Não há programas públicos que funcionem em ambiente corrupto, afirmou Marcelo Bretas no Fórum de Compliance da Amcham
O combate à corrupção tem que ser a grande prioridade do Brasil, defende o juiz Marcelo Bretas, da 7ª Vara Federal Criminal no Rio de Janeiro. “A principal pauta tem que ser o combate à corrupção. Porque não há programa de construção de moradia, de criação de empregos, de fornecimento de alimentos, que subsista a um ambiente corrupto”, disse, no 5º Fórum de Compliance da Amcham-São Paulo na sexta-feira (17/8).
“É comum ouvir dizer que o Brasil tem que ter outras pautas que não a luta contra a corrupção. Pois eu ouso discordar”, assinala. Bretas é um dos juízes responsáveis por casos da Lava Jato e Operação Fatura Exposta – que apura irregularidades no fornecimento de equipamentos médicos ao Instituto Nacional de Traumatologia e Ortopedia (INTO) – no Rio de Janeiro.
O juiz compara a corrupção a um cano furado, onde a maior parte da água é desviada. “Só uma pequena quantidade chega ao outro lado. É preciso fechar esses buracos, esse ralo por onde o dinheiro público é escoado. E que normalmente é para fora do país.”
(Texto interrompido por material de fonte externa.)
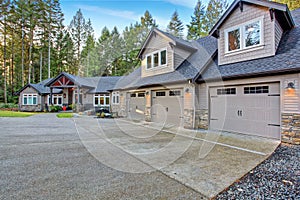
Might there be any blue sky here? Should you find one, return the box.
[60,0,232,38]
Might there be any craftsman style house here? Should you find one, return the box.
[18,0,300,143]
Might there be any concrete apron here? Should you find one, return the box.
[74,117,280,198]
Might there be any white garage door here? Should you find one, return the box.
[210,83,280,139]
[128,92,146,121]
[151,89,183,126]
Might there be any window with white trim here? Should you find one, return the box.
[94,94,110,106]
[146,49,167,69]
[23,94,37,105]
[224,17,263,53]
[112,92,120,104]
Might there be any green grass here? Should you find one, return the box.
[0,110,36,117]
[56,113,73,118]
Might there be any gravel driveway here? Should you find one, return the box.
[0,114,203,200]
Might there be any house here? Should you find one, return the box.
[18,0,300,144]
[112,0,300,143]
[17,72,120,111]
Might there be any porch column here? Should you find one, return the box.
[49,87,53,105]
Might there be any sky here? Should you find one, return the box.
[60,0,233,39]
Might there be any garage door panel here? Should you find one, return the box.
[210,83,280,139]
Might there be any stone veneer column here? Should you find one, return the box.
[281,113,300,144]
[183,109,194,129]
[195,109,208,130]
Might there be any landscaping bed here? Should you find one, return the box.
[216,144,300,199]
A má qualidade dos serviços públicos é uma das consequências, continua Bretas. “Os hospitais não estão recebendo valores, o transporte público está caindo aos pedaços e não há segurança. É um quadro muito influenciado pelo desvio de dinheiro público, e ainda tem pessoas que defendem que corrupção não é um crime grave.”
Mudança cultural
Para Bretas, a chegada da lei anticorrupção deu mais subsídios à Justiça para enfrentar desvios. A penalização a empresas infratoras, por exemplo, ficou mais severa e próxima à regulação dos EUA. “As sentenças aqui eram ínfimas, se comparadas às norte-americanas. Lá, uma condenação por ato ilícito realmente inibe a prática de ilegalidade.”
Com a Justiça agindo com mais rigor, tem havido uma mudança de mentalidade, com empresas adotando estruturas de governança e integridade. “Hoje, me parece que tem sedimentado no Poder Judiciário a importância de se responsabilizar de forma decente e efetiva as empresas que permitem práticas de crime por seus agentes”, observa.
Por outro lado, as empresas também têm que levar em conta as perdas com atos ilícitos e avaliar seus efeitos. “Também acho importante que as empresas que quiserem fazer negócios no Brasil passem a contabilizar o custo-corrupção”, sugere.
Outro aspecto positivo da lei foi o incentivo a acordos de colaboração premiada. Para Bretas, a medida trouxe a negociação para dentro do processo. “O juiz pode conversar com o advogado do cliente e pedir para ele reparar o dano, em troca de uma compensação na sentença”, detalha.
Em relação aos recentes episódios de combate à corrupção no Rio de Janeiro, como as operações Lava Jato e Fatura Exposta, Bretas disse que ainda não percebe uma mudança nas relações público-privadas. “Ainda não tenho essa sensação. O que vai haver é mais transparência no diálogo, principalmente porque o Judiciário vem atuando com mais firmeza.”